窓の外を眺めながらまた「さとし~」とつぶやいています。

(ふぅ~、今日もいそがしかったなぁ。疲れたぜ!!)
新宿プーが帰ってきました。文句を言う気にもなれずただ窓の外を見ているクーちゃん。
何も知らず新宿プーは
(よう!どうだった?ディズニーランド、よかっただろう?)
(・・・・)
(ん?どうした。暗い顔して。また、ホームシックか?)
(おまえは「プーさん一族じゃない」って。「ただの黄色いクマ」だって。)
目をうるうるさせながら訴えます。
(あはははは。ただの黄色いクマかぁ。)
(わ、わらいごとじゃないよ!!最初からこうなるってわかってたんだ。
 新宿プーさんは、わかっててディズニーランドに行けって言ったんだ。だましたんだ!!)
(・・・ごめんよ。でもだましてなんかいないよ。プー一族に見えなかったのはきっと・・・)
何かごそごそ探しています。
(あった、あった。これこれ。おれのお古だけど、やるよ。)
新宿プーは赤いチビTをクーちゃんに渡しました。
(プー一族はみんな赤いチビTを着ているんだ。まぁ、これが一族の「あかし」みたいなもんだ。
着てみろよ)
さっそく、着てみました。鏡に映った赤いチビT姿の自分を見て驚きました。
(プ、プーさんだ。プーさんが映ってる!!)
なんだか、ちょっぴり照れくさそうな、でも大喜びのクーちゃん。
(これで、大丈夫だろう。正真正銘「プー一族」の仲間入りさ。)
(あ、ありがとうございます。新宿プーさん。)

赤いチビTを着ただけで本当にプーさんになれたのでしょうか?
そんなに大喜びして本当に大丈夫なの?ちょっぴり心配です。

(よーし、明日こそ頑張るぞ!!)またまたやる気満々。

(おはようございま~す!)
「おはよう。よろしくね。

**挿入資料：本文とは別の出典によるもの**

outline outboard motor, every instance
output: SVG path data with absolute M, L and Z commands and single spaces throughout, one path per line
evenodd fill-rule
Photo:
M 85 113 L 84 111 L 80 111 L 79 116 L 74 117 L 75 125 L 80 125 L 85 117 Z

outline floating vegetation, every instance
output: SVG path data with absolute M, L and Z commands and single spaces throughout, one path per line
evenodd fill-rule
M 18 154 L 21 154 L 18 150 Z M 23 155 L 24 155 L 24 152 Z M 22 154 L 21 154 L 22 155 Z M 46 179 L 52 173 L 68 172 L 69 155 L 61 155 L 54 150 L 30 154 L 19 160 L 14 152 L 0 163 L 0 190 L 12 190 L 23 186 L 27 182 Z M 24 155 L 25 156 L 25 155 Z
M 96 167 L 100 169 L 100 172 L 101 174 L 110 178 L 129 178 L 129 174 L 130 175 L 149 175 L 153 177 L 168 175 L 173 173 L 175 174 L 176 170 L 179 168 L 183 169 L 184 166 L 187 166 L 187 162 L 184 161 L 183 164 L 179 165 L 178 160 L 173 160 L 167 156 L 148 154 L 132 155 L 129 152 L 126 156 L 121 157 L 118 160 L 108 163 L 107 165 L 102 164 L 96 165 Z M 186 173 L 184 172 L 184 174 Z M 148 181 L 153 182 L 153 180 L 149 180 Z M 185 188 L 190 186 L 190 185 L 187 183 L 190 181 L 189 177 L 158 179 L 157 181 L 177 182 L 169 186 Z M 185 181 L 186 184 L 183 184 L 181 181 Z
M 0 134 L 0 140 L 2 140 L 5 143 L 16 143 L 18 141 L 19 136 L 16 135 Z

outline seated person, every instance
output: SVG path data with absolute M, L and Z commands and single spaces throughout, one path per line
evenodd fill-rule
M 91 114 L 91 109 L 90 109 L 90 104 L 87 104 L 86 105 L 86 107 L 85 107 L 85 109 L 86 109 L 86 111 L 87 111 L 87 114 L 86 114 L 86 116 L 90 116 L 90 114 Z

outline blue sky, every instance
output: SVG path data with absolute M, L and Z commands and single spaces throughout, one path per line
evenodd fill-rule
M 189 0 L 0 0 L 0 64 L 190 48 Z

」
ディズニーランド入園成功!!あら、本当にプーさんになれたんだ!?

「いおぎプー、はやくしろ!!それが終わったら、こっちもやっとけよ!!」
なぜかクーちゃん、レストランの奥で皿洗いをしています。
「プーさん」としてパレードやアトラクションでお客さんから黄色い声を浴びるのを想像していたクーちゃん。
(話が違うよ~)
目をうるうるさせながら、お皿を一枚一枚丁寧に洗ってゆくクーちゃんです。